【高額な移籍金でアストン・ヴィラへ!】Ian Maatsen

※2024年9月30日、記事を更新しました。

アカデミー出身の左サイドバックとして期待されながら、最終的に3750万ポンドという高額な移籍金でアストン・ヴィラへ売却したIan Maatsenについてまとめていきます。

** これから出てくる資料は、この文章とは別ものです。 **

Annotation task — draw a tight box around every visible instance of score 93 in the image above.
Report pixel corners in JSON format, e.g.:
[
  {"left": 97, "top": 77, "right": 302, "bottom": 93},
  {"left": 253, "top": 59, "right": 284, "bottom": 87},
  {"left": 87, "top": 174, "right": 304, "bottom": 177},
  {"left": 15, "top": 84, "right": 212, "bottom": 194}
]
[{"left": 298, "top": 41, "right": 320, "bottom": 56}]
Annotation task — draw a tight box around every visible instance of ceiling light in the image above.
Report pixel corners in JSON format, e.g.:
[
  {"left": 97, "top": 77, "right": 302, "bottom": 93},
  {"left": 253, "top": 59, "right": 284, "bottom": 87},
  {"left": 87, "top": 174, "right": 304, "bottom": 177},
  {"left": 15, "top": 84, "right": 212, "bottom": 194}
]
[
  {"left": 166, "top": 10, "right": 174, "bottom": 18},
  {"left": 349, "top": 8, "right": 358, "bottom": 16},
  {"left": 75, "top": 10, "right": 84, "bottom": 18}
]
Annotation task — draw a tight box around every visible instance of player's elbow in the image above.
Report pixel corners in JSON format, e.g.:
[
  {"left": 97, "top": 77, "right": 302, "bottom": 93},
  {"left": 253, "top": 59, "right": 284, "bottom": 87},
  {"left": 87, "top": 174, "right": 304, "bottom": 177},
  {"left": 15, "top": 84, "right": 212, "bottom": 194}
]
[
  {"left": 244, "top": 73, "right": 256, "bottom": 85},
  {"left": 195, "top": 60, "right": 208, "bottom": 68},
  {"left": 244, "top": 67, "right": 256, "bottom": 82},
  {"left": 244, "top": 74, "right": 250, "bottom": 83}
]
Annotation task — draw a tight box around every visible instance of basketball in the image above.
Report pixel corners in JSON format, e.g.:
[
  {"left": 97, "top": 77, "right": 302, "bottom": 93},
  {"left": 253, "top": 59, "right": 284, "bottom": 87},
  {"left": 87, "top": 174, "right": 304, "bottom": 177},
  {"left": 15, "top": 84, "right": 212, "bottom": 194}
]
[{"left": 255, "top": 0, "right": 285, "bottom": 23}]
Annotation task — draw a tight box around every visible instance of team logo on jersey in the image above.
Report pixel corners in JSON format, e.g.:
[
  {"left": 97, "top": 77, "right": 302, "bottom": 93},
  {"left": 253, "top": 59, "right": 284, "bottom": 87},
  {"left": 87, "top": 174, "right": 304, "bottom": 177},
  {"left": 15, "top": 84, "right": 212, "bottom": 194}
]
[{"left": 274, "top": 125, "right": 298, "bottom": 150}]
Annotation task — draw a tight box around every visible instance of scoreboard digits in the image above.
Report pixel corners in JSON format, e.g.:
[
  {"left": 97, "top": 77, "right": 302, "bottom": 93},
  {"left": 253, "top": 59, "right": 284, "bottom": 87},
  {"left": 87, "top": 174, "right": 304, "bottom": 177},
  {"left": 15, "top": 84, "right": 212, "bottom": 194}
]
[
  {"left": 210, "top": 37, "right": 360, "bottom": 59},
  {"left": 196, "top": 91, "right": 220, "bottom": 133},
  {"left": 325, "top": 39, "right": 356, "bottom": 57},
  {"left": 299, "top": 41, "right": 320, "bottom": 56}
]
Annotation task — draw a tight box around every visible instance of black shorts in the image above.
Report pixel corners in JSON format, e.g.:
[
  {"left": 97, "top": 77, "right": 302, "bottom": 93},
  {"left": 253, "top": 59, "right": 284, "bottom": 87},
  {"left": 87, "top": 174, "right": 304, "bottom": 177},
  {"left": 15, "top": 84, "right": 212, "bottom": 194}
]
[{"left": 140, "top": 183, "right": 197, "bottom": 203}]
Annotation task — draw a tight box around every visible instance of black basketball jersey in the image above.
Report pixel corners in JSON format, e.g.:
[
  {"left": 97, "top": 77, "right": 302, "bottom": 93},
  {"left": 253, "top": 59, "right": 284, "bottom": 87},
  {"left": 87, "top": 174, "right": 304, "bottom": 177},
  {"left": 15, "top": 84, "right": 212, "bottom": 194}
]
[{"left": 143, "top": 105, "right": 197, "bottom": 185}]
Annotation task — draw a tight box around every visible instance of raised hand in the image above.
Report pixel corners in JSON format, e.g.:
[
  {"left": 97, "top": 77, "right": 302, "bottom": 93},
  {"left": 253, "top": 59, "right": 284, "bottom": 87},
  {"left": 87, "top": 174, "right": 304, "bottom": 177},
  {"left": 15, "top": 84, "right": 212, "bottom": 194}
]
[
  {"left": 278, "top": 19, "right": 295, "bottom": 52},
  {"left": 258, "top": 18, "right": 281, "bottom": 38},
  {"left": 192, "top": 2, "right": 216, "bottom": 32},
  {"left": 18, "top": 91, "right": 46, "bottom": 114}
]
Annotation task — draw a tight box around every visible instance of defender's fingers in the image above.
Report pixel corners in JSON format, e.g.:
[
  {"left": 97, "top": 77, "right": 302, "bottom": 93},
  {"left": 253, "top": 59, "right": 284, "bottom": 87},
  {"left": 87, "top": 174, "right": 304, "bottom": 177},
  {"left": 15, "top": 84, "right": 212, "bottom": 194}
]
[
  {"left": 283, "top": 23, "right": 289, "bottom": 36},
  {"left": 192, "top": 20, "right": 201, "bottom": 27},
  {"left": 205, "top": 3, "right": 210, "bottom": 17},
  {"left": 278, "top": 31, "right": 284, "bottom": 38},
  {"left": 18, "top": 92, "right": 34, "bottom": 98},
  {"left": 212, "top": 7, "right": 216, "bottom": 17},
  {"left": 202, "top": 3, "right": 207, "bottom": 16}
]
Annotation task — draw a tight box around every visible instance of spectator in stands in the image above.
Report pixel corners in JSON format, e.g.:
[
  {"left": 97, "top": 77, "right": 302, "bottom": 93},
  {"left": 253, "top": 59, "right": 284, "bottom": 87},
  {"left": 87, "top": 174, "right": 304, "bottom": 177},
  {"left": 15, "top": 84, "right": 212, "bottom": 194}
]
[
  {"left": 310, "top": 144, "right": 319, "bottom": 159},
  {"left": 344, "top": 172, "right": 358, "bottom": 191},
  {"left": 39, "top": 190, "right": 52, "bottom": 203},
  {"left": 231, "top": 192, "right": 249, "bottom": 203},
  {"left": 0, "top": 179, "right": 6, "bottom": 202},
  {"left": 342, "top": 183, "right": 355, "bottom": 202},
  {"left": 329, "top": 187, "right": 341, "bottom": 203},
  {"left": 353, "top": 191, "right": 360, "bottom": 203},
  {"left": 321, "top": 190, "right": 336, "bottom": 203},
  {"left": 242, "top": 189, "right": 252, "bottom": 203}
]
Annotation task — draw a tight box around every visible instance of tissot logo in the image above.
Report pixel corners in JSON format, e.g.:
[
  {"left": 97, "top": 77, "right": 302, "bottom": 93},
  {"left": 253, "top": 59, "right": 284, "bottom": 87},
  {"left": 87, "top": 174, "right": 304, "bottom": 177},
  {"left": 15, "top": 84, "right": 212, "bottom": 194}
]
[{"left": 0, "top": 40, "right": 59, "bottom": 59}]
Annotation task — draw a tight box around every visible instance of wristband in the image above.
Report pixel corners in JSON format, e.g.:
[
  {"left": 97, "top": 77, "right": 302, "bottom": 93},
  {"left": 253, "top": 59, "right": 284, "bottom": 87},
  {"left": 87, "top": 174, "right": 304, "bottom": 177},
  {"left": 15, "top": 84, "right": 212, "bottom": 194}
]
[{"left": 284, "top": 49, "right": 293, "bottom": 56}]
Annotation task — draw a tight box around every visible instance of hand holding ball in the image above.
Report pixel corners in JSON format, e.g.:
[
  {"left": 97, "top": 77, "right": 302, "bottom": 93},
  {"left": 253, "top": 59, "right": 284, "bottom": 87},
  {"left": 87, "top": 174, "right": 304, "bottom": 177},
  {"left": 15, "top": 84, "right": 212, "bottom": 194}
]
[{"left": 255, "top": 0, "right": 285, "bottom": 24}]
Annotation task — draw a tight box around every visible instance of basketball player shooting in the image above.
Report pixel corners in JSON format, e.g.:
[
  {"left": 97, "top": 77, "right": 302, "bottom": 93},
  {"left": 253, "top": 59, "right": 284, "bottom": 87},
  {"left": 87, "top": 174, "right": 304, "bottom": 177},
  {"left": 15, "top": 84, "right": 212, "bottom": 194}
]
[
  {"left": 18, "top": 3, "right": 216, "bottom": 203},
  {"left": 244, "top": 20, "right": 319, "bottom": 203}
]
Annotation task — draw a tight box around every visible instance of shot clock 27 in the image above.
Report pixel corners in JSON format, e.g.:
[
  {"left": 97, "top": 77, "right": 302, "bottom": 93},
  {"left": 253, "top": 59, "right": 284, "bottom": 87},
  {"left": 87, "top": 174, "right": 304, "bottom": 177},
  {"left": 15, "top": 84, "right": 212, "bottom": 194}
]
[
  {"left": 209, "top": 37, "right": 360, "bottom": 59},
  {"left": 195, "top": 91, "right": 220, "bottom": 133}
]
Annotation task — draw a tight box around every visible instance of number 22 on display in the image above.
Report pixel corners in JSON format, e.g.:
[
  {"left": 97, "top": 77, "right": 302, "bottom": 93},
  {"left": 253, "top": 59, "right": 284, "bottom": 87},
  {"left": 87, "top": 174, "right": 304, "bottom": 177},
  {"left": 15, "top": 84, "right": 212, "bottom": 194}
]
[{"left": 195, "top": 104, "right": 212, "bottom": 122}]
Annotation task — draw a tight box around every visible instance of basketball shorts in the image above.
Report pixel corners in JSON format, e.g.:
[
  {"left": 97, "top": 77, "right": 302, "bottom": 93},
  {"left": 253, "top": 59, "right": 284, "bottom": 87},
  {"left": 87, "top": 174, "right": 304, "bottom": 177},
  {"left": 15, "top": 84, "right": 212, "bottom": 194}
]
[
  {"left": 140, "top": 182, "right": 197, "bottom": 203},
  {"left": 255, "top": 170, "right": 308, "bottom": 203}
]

2024年夏に補強し、早くも「大当たり補強!」と評判の高いRenato Veigaについてもまとめています。
併せてご覧ください。

目次

Ian Maatsenのこれまで

Chelseaでのラストシーズンとなる2023/24シーズンを迎えるまでをまとめていきます。

アカデミー入団まで

Maatsenは、2002年3月10日生まれの21歳(2023年10月時点)で、オランダ南西部のフラールディンゲン出身です。
7歳の時にフェイエノールトの下部組織に入団、11歳の時にスパルタ・ロッテルダムに移籍、13歳の時にPSVへ移籍するなど、オランダの名門クラブの下部組織を転々としました。
そして2018年、16歳の時に渡英し、Chelseaの下部組織に入団しました

アカデミー時代の活躍

2019/20シーズンは、アカデミーの試合合計で23試合に出場し、1ゴールを獲得しました。
その唯一のゴールは2020年2月10日、ユースカップ5回戦のウルブズ戦。この試合は7-0で勝利しました。

トップチームデビュー

2019年3月に、初めてプロ契約を締結しました。
2019年9月25日、17歳のときにEFLカップのグリムズビータウン戦でトップチームデビューを果たし、24分間プレーしました。この試合は7-1で勝利しました。

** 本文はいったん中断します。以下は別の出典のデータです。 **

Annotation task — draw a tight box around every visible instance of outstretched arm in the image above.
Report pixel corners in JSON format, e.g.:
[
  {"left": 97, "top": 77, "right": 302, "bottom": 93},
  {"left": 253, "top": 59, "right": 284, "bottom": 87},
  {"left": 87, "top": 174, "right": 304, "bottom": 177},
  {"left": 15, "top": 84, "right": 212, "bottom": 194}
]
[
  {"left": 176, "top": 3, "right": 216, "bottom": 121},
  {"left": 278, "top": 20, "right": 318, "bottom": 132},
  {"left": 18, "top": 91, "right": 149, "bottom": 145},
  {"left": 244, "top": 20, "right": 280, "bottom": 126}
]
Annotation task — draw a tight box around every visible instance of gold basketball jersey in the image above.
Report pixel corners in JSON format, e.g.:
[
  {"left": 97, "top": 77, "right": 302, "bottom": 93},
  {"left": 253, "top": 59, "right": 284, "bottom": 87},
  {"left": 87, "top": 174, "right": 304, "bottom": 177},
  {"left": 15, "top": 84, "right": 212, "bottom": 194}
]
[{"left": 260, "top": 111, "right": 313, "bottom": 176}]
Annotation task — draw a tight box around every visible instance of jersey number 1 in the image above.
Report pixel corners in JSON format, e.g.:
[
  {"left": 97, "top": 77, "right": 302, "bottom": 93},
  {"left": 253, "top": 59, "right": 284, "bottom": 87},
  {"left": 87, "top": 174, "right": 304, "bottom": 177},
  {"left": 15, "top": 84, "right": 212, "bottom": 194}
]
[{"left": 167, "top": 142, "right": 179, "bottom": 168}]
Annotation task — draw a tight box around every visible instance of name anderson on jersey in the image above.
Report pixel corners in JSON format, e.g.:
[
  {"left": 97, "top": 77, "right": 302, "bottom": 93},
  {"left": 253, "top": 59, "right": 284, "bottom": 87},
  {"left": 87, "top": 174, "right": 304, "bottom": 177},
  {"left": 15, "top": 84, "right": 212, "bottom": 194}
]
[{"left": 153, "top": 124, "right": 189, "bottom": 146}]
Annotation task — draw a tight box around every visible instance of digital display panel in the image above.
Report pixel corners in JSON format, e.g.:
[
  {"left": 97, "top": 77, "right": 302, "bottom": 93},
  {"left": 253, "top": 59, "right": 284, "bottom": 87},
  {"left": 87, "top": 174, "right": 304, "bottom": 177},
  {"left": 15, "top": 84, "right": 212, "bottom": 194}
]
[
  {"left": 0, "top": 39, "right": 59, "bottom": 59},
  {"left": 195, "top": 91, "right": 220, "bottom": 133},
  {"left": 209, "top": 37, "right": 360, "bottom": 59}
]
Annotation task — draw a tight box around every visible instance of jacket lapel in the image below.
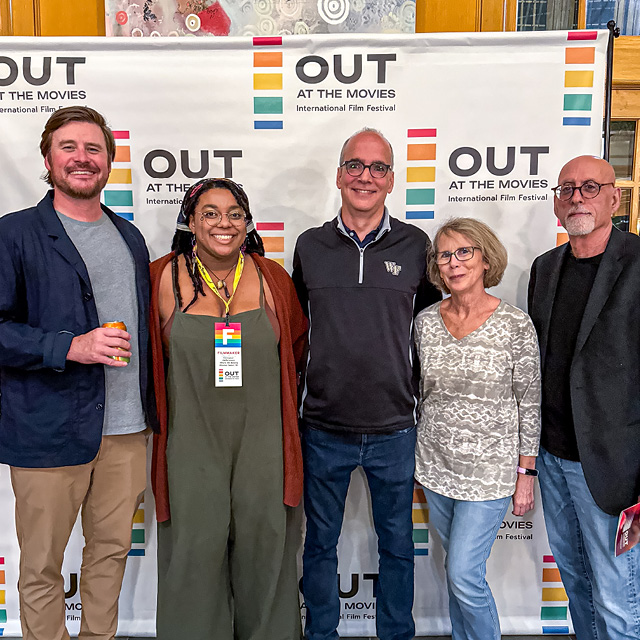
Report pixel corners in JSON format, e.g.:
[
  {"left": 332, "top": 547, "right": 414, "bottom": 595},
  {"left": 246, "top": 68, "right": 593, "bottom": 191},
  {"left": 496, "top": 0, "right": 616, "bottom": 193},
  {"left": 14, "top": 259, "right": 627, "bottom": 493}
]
[
  {"left": 574, "top": 227, "right": 624, "bottom": 357},
  {"left": 537, "top": 244, "right": 568, "bottom": 365},
  {"left": 38, "top": 192, "right": 92, "bottom": 288}
]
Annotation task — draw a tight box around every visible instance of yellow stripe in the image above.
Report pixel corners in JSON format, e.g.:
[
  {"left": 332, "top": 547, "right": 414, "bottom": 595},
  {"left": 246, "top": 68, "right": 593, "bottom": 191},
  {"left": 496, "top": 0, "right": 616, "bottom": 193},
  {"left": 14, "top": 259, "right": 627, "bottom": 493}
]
[
  {"left": 272, "top": 258, "right": 285, "bottom": 267},
  {"left": 0, "top": 590, "right": 5, "bottom": 604},
  {"left": 542, "top": 587, "right": 568, "bottom": 601},
  {"left": 564, "top": 70, "right": 594, "bottom": 87},
  {"left": 132, "top": 509, "right": 145, "bottom": 524},
  {"left": 412, "top": 507, "right": 429, "bottom": 523},
  {"left": 254, "top": 73, "right": 283, "bottom": 90},
  {"left": 407, "top": 167, "right": 435, "bottom": 182},
  {"left": 107, "top": 168, "right": 132, "bottom": 184}
]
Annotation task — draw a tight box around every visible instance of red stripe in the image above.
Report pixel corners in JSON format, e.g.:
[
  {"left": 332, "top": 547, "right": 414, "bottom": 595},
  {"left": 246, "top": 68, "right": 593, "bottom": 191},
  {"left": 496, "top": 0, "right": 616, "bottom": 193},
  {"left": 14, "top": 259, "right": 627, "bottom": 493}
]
[
  {"left": 253, "top": 36, "right": 282, "bottom": 46},
  {"left": 543, "top": 555, "right": 555, "bottom": 563},
  {"left": 256, "top": 222, "right": 285, "bottom": 231},
  {"left": 112, "top": 131, "right": 130, "bottom": 139},
  {"left": 408, "top": 128, "right": 436, "bottom": 138},
  {"left": 567, "top": 31, "right": 598, "bottom": 40},
  {"left": 0, "top": 557, "right": 4, "bottom": 563}
]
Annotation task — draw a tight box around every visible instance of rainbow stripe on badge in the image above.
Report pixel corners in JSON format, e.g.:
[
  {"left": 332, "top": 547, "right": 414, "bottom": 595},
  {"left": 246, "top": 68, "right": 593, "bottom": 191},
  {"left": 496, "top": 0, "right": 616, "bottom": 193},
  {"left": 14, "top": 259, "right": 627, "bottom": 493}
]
[{"left": 215, "top": 323, "right": 242, "bottom": 348}]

当時のことを、2023年9月のインタビューでMaatsenが次のように語っています。

Maatsen

あの瞬間は本当にあっという間だった。このクラブでプレーしたいという思いが頭の中にあった。あの年齢ではまだ準備ができていなかったのかもしれない。だからもっと上達したいと思ったんだ。

自分がこのクラブでプレーできることを最高のレベルで示したかったし、それをできたと思う。

(Chelsea.com)


そして2020年3月10日、18歳の誕生日であるこの日に、2024年までの契約延長を発表しました
現在の契約はこの時のもので、報道によると契約に1年間の延長オプションが含まれていたことから、チームがこれを行使して、現在は2025年夏までの契約期間となっています。
Chelseaは新契約をオファーしているようですが、まだ合意には至っていません。

(※2024年1月13日更新)
2024年1月12日に2026年までの契約延長が発表され、同時にドルトムントへのローン移籍が決定しました。

チャールトンにレンタル移籍

2020年10月13日、シーズン終了までイングランド3部のチャールトン・アスレチックにレンタル移籍しました。
リーグ戦、カップ戦合計で35試合に出場。サポーターから愛される存在となりました。
このシーズンは主に右ウィングとして起用されました
2021年4月21日、ドンカスター・ローヴァーズ戦で唯一のゴールを獲得しました。

コヴェントリー・シティにレンタル移籍

2021年7月30日、シーズン終了までイングランド2部のコヴェントリー・シティにレンタル移籍しました。
シーズン当初は左サイドバックとして起用されていたものの、シーズン後半は前線での起用が増えました
リーグ戦、カップ戦合計で41試合に出場し、3ゴールを獲得しました。

バーンリーにレンタル移籍

2022年7月16日、シーズン終了までイングランド2部のバーンリーにレンタル移籍しました。
バーンリーは前年にプレミアリーグから降格したばかりでした。
リーグ戦、カップ戦合計で42試合に出場し、4ゴールを獲得しました。

当時複数のオファーがあった中でバーンリーを選んだことについて、2023年9月のインタビューで次のように語っています。

Maatsen

他のところに行くこともできたけど、チャンピオンシップでもう1年、クオリティが高く、さまざまな期待に応えてくれるチームでやりたかったんだ。彼らにとっては、プレミアリーグに直行するのは大きなことで、違ったプレッシャーがあった。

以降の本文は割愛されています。